CONTINENTE Os museus e a museologia lhe interessam como campo de pesquisa e de gestão. Qual o futuro dos museus num país como o Brasil?
LUIZ NILTON CORRÊA Uma parte modesta de minha formação está relacionada a museus. Um bacharelado no Brasil e uma especialização em Portugal, mas meu interesse pela museologia surge com força no contexto dos museus de empresas, sobretudo os de empresas privadas.
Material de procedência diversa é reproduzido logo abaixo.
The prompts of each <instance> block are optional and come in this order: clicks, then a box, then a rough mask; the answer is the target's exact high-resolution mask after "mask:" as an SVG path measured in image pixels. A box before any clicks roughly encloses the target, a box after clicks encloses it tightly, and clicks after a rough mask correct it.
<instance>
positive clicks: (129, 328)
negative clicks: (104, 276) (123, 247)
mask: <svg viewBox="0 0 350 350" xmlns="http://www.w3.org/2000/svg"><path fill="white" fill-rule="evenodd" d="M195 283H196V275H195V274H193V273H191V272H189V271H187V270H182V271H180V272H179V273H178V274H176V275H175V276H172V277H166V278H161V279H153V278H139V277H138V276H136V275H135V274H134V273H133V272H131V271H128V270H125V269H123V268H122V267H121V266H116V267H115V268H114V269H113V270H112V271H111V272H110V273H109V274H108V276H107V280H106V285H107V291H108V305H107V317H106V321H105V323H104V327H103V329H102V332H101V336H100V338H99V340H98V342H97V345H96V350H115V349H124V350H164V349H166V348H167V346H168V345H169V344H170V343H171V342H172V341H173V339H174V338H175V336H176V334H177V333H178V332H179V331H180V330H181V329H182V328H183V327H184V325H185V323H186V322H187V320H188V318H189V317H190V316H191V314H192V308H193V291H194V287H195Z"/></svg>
Embora não seja um tipo próprio de museu reconhecido pela museologia no Brasil, em países como Itália ou Estados Unidos é claramente diferenciado dos outros tipos de museus, sobretudo por seus objetivos econômicos, à medida que servem, principalmente, como um contato entre a empresa privada e a sociedade. É interessante como em Espanha, por exemplo, encontramos dezenas de obras sobre museologia, que não se limitam a enumerar museus nem os descrever, mas desenvolver e aprofundar diferentes temas e áreas da museologia, algo que no Brasil ainda está por surgir. Mas é nítido os esforços com a imensa quantidade de museólogos surgindo a cada ano, e inevitavelmente, tanto a museologia quanto os museus no Brasil terão um futuro próspero e pujante.